患者様とのコミュニケーションに悩む医師が、多いと聞きます。それは、当然かも知れません。まず、医学部に入る以前から、受験戦争で、人生における社会経験が絶対的に不足してしまう。また、医学部の6年間では、同じような生育環境の人が集まり、同じ目的で勉強して過ごす。異質な人が、入り込む隙がないのです。どこかの医局に入っても、そこの教授や部長の指示のほうが大事で、患者様に接し方にまで気がまわらない、対人接触にしても型にはめられてしまう。そして、いざ、市中に出てみると、どう動いていいかわからない。あれだけ、ハードな経験をしてきたのだから、患者様に接するくらい何でもないんじゃない?向こうは素人なんだし。と思われるかもしれません。しかし、大学なり病院なりのバックなしに、一人の患者様に接するのは、けっこうきついです。こちらは、病気のエクスパートでも、一対一の人間として、向き合うとなると、人間としての器量が問われます。それが嫌で、わざわざ遠くの場所にクリニックを持ち、高速道路を1時間かけて通勤している医師もいます。患者様とプライベートで出会わなくていいし、通勤中にクリニックであった出来事を忘れられるからだそうで。信じられないかもしれませんが、本当の話です。
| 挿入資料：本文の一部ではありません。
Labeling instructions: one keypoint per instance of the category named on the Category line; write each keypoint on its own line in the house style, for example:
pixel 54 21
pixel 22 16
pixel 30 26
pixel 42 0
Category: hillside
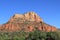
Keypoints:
pixel 27 22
どうしてこのような事態が起こるのでしょうか?それは、ユング心理学で説明できます。ユング心理学の自己は、社会をも含むのです。今までは、大学・医局をバックに患者様と接して来られました。が、単身で市中に出てみると、バックになるものは何もない。自身の人柄だけで勝負しなければならない。いくらスキルに自信があったとしても、心もとないのはそのせいです。だから、バックとなるものを、見つければいいのです。それは、趣味であったり自然であったり同じ仲間とのネットワークだったりするのかもしれません。そういうのがあれは、患者様とのコミュニケーションに、自信をもてるのです。若干、こちらの説明が理解しづらい患者様や態度が横柄な患者様が、いたとしても、バックになるものがあれば、動じないものです。あるいは、コミュニケーションに関する、ホームページを見てみましょう。患者様も医師も双方、自分目線で言いたい事項を、伝えあい、うまくいかない部分があるのです。あたかも、パソコンが、ビジーになって動かなくなるように。患者様は、あうんの呼吸で動いてくれるベテラン看護師とは、違います。ここは、いったん、患者様の言うのに、耳を傾けてみましょう。

すると、先生が聞き出したい事項も、ポツリ、ポツリと言ってくれます。また、医学用語がわからなくて、言えない患者様がいます。患者様が落ち着かない感じになったら、一度話をやめ、ここがわからないんじゃないですか?と聞いてみるのもいいです。で、もう一度どこがわからないのか確かめ、わかりやすく説明すれば、患者様も落ち着いて、納得して話を聞いてくれるでしょう。